As law professor Gail Heriot notes, “Some have even called for federal prosecution of the Duke University lacrosse team members–despite strong evidence of their innocence.” Advocates of a broader federal hate-crimes law have pointed to the Duke lacrosse case as an example of where federal prosecutors should have stepped in and prosecuted the accused players — even though the state prosecution in that case was dropped because the defendants were actually innocent, as North Carolina’s attorney general conceded (and DNA evidence showed), and were falsely accused of rape by a woman with a history of violence (including trying to run over someone with her car) and making false accusations.

The new hate-crime legislation adds new identifying characteristics to the specially protected, more-equal-than-others list. A crime against someone having one or more of these characteristics is subject to prosecution by both state and federal governments. If a state doesn't do a good enough job of proving guilt, well, that's what Big Government is for.

Back in 1959, Justice Hugo L. Black dissented to the Supreme Court majority ruling in Bartkus v. Illinois, the decision that made possible yesterday's enactment of double jeopardy for hate crimes. Justice Black observed, "Fear and abhorrence of governmental power to try people twice for the same conduct is one of the oldest ideas in Western civilization."

Some 12 years earlier, in 1947, Black, a former Democrat senator, wrote what he considered to be his "most significant opinion," in Adamson v.
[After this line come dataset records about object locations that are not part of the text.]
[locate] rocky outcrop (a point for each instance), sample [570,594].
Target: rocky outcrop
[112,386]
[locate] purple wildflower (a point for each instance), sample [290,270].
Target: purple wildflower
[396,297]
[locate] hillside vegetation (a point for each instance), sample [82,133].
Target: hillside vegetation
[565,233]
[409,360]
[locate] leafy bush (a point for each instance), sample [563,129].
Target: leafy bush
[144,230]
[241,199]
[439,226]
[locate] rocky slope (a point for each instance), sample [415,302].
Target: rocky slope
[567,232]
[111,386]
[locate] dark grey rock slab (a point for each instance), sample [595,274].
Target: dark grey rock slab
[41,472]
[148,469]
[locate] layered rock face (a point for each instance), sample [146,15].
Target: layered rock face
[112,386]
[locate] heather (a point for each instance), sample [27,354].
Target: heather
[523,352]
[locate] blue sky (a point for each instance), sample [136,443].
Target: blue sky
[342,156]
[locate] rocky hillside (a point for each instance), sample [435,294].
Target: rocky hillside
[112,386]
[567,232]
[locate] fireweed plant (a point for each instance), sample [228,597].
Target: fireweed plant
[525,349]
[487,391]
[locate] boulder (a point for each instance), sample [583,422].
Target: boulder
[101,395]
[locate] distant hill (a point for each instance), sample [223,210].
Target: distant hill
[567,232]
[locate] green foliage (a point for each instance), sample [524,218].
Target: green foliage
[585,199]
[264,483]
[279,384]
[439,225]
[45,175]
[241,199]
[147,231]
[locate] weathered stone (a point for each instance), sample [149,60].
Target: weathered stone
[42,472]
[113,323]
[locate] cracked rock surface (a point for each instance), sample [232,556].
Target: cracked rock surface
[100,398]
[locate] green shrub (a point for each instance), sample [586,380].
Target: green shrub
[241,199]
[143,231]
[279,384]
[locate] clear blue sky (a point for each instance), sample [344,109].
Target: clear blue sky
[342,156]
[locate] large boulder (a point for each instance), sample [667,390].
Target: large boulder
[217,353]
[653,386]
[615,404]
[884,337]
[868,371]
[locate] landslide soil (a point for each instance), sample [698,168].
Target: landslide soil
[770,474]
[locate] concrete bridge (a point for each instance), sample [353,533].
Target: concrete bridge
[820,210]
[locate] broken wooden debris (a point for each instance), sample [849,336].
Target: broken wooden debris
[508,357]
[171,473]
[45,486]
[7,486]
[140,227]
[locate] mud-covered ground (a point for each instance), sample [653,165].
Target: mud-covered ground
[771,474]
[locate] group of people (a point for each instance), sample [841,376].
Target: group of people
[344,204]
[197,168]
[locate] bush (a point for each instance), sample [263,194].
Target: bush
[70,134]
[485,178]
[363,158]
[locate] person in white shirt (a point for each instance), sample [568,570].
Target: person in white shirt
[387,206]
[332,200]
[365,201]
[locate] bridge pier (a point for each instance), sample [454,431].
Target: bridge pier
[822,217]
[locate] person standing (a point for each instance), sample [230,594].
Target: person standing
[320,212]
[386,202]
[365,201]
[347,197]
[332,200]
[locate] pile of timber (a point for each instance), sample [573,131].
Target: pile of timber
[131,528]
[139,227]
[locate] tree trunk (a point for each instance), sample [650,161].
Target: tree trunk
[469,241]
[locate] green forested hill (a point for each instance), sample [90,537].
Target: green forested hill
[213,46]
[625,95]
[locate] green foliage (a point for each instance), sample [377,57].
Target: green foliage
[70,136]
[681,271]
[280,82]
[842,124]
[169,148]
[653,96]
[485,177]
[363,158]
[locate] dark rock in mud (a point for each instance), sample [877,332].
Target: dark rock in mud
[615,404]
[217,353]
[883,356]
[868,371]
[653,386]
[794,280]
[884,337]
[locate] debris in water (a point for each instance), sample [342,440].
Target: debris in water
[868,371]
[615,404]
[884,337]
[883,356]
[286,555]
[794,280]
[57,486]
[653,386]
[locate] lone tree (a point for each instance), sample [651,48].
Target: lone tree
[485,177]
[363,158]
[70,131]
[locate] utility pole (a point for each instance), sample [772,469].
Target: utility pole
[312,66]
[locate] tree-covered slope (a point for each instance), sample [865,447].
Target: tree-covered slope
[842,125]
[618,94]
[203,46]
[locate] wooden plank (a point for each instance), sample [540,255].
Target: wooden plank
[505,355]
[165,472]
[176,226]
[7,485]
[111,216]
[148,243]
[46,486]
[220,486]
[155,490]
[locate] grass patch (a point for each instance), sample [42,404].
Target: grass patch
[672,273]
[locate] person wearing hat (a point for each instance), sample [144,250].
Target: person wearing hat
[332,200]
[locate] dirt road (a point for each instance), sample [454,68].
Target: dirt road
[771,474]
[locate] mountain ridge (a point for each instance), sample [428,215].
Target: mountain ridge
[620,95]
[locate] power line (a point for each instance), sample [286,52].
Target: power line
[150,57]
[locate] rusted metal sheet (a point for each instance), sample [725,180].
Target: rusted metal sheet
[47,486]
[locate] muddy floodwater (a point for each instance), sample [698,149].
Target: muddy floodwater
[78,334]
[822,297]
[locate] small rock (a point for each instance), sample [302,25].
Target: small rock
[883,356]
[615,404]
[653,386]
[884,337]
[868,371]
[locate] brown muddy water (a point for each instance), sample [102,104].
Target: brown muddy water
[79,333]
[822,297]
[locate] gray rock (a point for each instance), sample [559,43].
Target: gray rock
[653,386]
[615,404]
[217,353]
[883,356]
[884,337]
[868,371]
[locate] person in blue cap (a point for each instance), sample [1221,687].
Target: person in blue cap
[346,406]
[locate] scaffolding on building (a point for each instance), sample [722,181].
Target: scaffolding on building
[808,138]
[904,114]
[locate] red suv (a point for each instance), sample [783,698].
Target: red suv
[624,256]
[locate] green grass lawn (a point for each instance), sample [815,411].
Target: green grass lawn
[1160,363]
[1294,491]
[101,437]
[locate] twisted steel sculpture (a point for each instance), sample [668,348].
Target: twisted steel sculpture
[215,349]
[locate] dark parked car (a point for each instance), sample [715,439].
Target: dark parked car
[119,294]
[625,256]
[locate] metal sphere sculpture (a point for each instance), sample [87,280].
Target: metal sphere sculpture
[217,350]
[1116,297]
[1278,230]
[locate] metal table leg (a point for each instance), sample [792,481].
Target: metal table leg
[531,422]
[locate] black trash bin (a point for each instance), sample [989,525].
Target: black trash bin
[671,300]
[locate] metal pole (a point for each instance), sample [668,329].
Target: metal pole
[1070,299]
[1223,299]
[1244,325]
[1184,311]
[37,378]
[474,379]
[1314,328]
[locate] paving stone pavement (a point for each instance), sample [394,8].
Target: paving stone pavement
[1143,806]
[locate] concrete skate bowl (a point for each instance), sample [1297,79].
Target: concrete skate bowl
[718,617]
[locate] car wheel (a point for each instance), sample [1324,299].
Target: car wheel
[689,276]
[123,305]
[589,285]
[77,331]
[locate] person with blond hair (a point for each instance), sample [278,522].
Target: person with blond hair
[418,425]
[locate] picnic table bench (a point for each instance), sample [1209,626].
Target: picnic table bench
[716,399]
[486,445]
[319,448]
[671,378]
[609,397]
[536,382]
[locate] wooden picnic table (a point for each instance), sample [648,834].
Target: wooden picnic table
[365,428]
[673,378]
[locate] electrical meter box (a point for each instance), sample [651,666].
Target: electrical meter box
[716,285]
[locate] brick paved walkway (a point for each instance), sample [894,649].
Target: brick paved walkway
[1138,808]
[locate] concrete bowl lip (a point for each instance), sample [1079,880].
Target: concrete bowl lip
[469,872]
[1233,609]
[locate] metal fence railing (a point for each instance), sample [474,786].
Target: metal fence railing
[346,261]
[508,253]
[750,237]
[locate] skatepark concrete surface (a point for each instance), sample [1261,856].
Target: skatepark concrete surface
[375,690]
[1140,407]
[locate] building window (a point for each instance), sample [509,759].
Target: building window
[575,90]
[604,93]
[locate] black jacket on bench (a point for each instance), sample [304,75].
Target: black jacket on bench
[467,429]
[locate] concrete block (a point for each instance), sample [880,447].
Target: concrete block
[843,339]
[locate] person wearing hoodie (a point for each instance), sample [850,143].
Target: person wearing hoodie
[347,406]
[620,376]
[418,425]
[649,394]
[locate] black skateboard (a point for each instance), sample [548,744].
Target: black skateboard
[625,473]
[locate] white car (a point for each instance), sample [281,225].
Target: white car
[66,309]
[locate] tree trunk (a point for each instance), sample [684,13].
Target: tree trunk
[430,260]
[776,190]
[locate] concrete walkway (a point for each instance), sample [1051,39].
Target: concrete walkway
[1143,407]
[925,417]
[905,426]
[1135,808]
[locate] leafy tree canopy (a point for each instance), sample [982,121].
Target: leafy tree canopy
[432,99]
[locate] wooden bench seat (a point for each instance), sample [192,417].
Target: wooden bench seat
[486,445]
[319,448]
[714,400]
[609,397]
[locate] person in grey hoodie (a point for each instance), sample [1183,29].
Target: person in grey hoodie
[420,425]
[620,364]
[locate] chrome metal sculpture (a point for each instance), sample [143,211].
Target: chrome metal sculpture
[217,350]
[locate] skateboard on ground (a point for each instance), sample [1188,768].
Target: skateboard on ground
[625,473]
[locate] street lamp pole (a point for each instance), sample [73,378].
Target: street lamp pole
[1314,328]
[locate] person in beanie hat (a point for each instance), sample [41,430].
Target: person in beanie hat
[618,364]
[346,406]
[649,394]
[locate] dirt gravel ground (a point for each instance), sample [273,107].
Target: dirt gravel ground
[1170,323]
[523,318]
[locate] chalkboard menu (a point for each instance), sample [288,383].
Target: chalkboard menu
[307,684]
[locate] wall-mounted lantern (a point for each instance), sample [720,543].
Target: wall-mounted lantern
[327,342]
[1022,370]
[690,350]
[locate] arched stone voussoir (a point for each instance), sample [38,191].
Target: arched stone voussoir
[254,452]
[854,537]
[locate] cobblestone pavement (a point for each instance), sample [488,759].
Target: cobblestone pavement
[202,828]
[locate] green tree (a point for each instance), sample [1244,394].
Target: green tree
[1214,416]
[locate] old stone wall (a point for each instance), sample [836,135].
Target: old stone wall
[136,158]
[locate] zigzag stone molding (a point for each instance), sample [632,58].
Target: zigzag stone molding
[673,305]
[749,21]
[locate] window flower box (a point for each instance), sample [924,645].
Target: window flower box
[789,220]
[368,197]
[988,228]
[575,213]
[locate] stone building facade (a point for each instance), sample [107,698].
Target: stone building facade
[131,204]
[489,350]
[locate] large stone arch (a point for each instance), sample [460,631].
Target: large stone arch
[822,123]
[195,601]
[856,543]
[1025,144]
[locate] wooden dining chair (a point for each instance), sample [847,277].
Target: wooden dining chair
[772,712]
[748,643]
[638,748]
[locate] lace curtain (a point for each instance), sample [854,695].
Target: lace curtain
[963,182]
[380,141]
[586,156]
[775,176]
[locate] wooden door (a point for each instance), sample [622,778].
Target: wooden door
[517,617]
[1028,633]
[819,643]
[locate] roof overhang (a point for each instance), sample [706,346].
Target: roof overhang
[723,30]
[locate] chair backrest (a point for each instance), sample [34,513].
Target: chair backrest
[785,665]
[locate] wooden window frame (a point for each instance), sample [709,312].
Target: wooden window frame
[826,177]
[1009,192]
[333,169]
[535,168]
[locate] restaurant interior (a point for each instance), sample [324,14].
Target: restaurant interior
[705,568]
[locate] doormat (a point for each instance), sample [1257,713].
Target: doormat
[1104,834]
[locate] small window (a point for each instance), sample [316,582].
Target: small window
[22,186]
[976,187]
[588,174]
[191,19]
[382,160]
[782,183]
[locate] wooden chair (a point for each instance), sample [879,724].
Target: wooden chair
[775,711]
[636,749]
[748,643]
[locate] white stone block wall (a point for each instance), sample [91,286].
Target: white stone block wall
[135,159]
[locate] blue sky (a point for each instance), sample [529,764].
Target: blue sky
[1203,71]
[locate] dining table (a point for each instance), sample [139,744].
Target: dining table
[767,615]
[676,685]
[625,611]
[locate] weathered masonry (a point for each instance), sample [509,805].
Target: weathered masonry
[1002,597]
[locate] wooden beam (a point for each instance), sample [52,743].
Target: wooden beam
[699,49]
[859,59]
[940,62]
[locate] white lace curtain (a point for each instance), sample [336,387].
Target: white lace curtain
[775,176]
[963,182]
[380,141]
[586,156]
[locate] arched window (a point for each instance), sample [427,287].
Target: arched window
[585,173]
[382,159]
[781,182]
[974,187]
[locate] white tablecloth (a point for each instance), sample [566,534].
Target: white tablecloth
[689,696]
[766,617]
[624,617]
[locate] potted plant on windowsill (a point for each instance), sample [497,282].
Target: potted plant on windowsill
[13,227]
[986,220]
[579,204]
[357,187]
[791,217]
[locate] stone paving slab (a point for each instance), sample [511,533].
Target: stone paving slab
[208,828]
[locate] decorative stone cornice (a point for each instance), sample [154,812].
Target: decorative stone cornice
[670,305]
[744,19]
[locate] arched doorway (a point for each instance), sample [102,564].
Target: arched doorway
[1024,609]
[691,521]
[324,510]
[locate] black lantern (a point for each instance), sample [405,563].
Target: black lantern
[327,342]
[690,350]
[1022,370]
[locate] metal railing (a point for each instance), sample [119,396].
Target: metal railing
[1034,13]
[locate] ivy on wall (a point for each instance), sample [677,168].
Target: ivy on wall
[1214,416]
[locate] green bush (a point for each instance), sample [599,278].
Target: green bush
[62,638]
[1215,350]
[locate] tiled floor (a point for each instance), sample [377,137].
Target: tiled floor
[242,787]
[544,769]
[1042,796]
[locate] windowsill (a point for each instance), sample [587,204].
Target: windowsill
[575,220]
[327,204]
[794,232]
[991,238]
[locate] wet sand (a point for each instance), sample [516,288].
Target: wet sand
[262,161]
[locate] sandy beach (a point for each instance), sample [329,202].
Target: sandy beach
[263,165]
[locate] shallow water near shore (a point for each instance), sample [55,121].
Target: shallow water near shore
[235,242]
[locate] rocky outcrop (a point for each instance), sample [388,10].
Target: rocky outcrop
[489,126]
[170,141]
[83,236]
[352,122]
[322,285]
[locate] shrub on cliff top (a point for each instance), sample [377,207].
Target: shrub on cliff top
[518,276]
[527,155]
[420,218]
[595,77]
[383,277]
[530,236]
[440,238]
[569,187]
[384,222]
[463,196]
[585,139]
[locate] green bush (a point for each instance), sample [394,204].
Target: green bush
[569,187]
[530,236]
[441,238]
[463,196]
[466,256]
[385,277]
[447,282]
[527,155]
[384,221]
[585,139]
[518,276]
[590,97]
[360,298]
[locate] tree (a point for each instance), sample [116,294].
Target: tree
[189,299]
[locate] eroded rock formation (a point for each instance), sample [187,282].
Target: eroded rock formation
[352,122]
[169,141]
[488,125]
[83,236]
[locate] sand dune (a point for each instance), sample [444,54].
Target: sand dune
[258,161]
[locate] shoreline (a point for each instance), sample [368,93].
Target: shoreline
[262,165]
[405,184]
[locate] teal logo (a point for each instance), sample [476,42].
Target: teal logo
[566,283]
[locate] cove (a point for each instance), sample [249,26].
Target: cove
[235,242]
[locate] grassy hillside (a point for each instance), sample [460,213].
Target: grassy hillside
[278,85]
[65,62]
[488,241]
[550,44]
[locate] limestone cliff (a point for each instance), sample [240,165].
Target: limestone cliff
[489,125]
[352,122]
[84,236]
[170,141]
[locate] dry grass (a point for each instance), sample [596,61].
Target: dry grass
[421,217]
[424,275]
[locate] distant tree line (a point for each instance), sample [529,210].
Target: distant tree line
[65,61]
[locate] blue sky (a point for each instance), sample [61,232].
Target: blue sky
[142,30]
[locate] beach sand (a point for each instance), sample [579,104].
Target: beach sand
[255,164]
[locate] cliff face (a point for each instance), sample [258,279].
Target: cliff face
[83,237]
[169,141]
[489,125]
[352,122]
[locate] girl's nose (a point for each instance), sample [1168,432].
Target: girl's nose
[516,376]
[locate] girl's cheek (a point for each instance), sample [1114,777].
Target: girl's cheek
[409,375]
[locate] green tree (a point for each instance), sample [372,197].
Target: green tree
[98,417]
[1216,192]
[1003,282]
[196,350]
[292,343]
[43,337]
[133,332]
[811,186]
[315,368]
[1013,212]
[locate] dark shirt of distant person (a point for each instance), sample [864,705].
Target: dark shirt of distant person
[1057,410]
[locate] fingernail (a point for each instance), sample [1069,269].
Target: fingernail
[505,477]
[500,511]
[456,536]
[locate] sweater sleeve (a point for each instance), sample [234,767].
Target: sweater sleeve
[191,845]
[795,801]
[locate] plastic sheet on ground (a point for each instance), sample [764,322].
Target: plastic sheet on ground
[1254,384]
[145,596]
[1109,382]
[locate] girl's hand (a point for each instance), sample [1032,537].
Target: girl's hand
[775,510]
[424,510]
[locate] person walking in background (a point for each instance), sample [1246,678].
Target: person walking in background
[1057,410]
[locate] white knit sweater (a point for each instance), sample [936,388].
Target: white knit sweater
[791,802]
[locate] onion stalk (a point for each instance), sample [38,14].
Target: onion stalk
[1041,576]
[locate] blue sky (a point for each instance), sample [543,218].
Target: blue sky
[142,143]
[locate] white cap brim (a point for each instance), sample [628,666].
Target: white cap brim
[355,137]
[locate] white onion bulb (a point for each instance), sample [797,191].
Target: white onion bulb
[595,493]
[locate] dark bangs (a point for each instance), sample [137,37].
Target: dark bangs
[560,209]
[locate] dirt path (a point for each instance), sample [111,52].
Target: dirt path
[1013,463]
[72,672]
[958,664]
California:

I cannot consider the Bill of Rights to be an outworn 18th century 'strait jacket.' ... Its provisions may be thought outdated abstractions by some. And it is true that they were designed to meet ancient evils. But they are the same kind of human evils that have emerged from century to century wherever excessive power is sought by the few at the expense of the many. In my judgment the people of no nation can lose their liberty so long as a Bill of Rights like ours survives and its basic purposes are conscientiously interpreted, enforced, and respected... I would follow what I believe was the original intention of the Fourteenth Amendment - to extend to all the people the complete protection of the Bill of Rights. To hold that this Court can determine what, if any, provisions of the Bill of Rights will be enforced, and if so to what degree, is to frustrate the great design of a written Constitution.

A Democrat strict constructionist. How times have changed.